REDEVELOPMENT

Conversion rush to spur supply of outskirt hotels in Hong Kong

Lured by high investment returns, landlords proceed with plans to turn industrial buildings in decentralised areas in HK into hotel use

PUBLISHED : Wednesday, 18 March, 2015, 6:00am
UPDATED : Wednesday, 18 March, 2015, 6:00am

The number of hotels in less central parts of Hong Kong will jump about 30 per cent by 2019 as landlords convert industrial buildings for hotel use.

Despite talk of moves to restrict the number of mainland Chinese visiting Hong Kong, developers would go ahead with their redevelopment plans because they offered higher returns, said Maggie Chu, the executive director for landlord/owner representation services at Cushman & Wakefield. "Demand for this kind of lower-tariff hotels remains strong," she said.

By 2019, 24 more hotels will be under construction or built in less central areas, providing 6,087 rooms.
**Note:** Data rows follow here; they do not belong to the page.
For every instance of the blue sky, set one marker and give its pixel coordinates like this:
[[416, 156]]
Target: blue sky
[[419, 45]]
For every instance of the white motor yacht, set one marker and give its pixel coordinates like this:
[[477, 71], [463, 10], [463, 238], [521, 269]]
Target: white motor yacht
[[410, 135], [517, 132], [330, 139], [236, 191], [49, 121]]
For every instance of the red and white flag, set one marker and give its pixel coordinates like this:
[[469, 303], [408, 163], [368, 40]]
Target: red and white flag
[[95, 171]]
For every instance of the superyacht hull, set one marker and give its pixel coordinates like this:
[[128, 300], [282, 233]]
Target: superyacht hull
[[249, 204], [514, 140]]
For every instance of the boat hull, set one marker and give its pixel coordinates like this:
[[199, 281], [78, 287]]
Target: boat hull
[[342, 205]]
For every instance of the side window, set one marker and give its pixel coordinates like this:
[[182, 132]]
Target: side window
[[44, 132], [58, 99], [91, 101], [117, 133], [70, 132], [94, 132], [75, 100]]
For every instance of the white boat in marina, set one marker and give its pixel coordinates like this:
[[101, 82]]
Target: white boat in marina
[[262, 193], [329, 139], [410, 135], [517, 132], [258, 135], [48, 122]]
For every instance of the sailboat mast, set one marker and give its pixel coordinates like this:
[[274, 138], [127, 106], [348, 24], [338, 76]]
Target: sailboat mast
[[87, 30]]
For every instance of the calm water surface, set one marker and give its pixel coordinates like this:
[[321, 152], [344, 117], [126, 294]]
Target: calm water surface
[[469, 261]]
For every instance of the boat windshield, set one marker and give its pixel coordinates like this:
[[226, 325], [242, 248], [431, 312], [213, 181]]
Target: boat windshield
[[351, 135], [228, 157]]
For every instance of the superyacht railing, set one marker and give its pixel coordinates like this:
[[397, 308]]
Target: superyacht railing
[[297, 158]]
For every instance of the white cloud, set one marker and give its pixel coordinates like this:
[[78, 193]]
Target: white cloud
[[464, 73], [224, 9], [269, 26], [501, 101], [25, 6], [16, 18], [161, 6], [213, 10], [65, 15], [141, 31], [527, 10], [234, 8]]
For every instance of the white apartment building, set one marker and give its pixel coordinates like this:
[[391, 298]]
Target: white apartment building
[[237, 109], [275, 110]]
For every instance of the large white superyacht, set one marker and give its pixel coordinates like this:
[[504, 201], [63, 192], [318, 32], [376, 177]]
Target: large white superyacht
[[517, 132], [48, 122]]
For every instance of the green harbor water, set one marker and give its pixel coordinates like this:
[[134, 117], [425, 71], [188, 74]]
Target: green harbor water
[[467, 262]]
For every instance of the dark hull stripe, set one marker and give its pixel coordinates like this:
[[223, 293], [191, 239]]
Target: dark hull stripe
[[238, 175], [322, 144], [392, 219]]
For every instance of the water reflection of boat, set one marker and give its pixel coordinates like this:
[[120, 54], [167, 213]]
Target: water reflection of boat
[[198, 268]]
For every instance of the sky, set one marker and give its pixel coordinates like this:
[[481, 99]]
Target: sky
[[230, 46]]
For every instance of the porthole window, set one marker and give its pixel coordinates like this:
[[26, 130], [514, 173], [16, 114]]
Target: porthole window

That will take the number of hotels in decentralised areas to 101 and the total number of rooms to 38,852.

Chu said that would represent a 31 per cent increase in the number of hotels and a 19 per cent gain in the number of rooms compared with last year.

On top of this, 10 industrial buildings have been approved for conversion into hotels under the government's revitalisation programme.

Under the policy, introduced in April 2010, older industrial stock will be rejuvenated to provide commercial space for an evolving economy, mainly in the form of conversion to office space, but also hotel and retail facilities.

The government proposed a package of measures to promote the redevelopment or wholesale conversion of industrial buildings into alternative uses.

Landlords had not disclosed construction schedules, Chu said, but such transformation would provide more than 2,100 rooms when construction work was completed.

Sixty-six revitalisation projects have been approved, with the 10 marked for hotel use located in decentralised areas such as Kwai Chung, Tuen Mun, Kwun Tong and Wong Chuk Hang.

Chu said developers would continue to redevelop buildings for commercial use, including offices and hotels, spurred by higher investment returns.

She said rates for such hotels, which are classified as high-tariff B or medium-tariff hotels, ranged from HK$760 to HK$1,260 a night.

Last year, there were about 250 hotels in Hong Kong, providing 73,400 rooms. The figures will jump to 300 hotels with 83,000 rooms by 2019. Occupancy rates have remained at an average of about 90 per cent, reflecting a shortage of supply.

Even though there have been talks on restricting the number of mainland Chinese visiting Hong Kong, Chu said hotel demand from mainland Chinese remained strong, and she was optimistic about districts in West Kowloon such as Kwai Chung and Tsuen Wan.

Nearly 61 million tourists visited Hong Kong last year, with 78 per cent from mainland China.